Tres menores fugados del INAU matan de un tiro a un hurgador en el barrio Ituzaingó; tres menores escapados del Hogar Piedras de la Colonia Berro son detenidos; ocho menores se fugan de otros dos hogares de la misma Colonia; dos menores (el más chico, 13 años) intentan rapiñar un ómnibus en Paso de la Arena; diecisiete menores infractores continúan alojados en varias comisarías montevideanas de donde algunos escapan; dos menores de 15 años asaltan un local de pagos del Parque Rodó; la Justicia sanducera procesa con prisión -por omisión contumaz a los deberes de la patria potestad- a los padres de un menor infractor que integraba la banda acusada de rapiñas y copamientos; cinco menores marchan a la cárcel por atracos a locales de pago (44 de los cuales han sido asaltados en cuatro meses).
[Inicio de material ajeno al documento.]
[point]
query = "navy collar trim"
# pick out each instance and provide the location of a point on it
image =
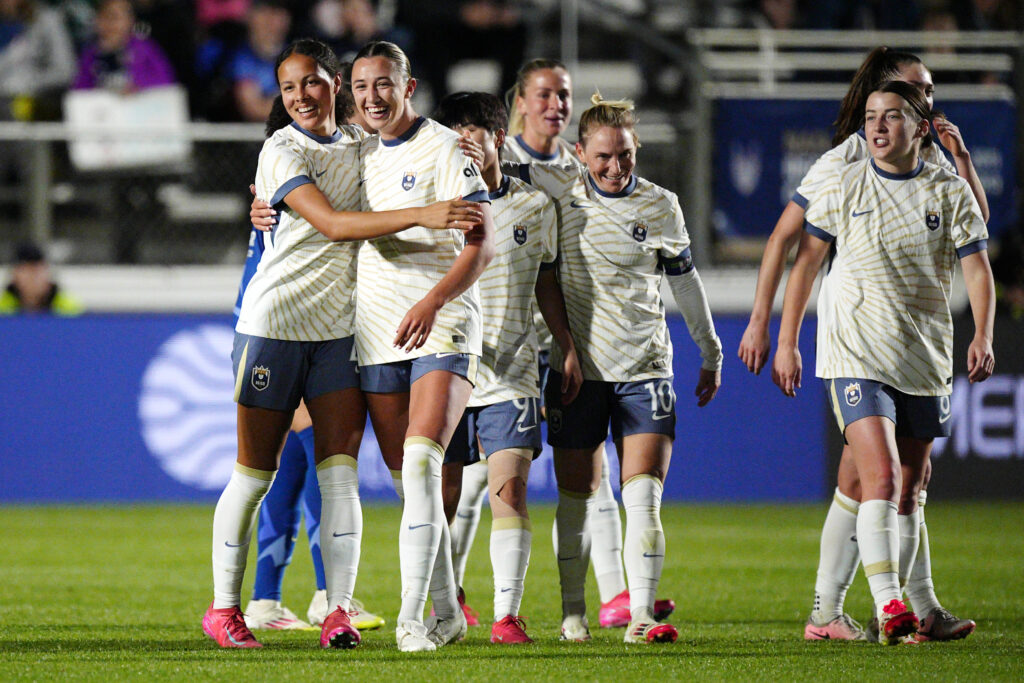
(540, 156)
(899, 176)
(502, 188)
(404, 137)
(318, 138)
(624, 193)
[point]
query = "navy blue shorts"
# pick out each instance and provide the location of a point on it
(916, 417)
(647, 407)
(398, 377)
(274, 374)
(510, 424)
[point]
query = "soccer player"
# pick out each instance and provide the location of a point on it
(619, 237)
(294, 334)
(839, 554)
(896, 223)
(501, 425)
(418, 327)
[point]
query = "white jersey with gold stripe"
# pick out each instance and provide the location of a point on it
(610, 254)
(422, 166)
(516, 150)
(851, 150)
(526, 237)
(304, 286)
(896, 238)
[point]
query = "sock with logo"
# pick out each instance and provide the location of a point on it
(644, 547)
(605, 528)
(510, 543)
(341, 527)
(878, 536)
(423, 523)
(572, 550)
(467, 517)
(232, 525)
(311, 507)
(920, 588)
(838, 558)
(279, 521)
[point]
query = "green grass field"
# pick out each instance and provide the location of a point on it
(105, 593)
Esos datos figuraron en la prensa entre el 5 y el 9 del corriente, pero culminaron ese mismo día con la noticia del asesinato de dos menores (15 y 17 años) ocurrido el viernes de noche en incidentes en el entorno de un partido de basquetbol en la cancha de Aguada.
Ese episodio forma parte de un panorama que no sólo se expande y se acelera, sino que ya parece irreversible. Una parte de él caracteriza desde hace tiempo la degradación de la conducta colectiva en los espectáculos deportivos. Hasta hace poco, esos extremos de violencia criminal se daban en el fútbol, pero desde el viernes 8 también se producen en otros escenarios y demuestran que ciertas formas de agresividad van generalizándose, a medida que se deterioran ciertas normas y se multiplican otras modalidades del comportamiento criminal a partir de edades que antes hubieran asombrado a cualquier observador pero que hoy no sorprenden a nadie. Un criminal de 12 o 13 años es actualmente un personaje acostumbrado en la crónica roja, de manera que conviene calcular las consecuencias del fenómeno, mientras los niños uruguayos abandonan el lápiz con el que no aprendieron a escribir, para empuñar el arma con la que aprenden a matar.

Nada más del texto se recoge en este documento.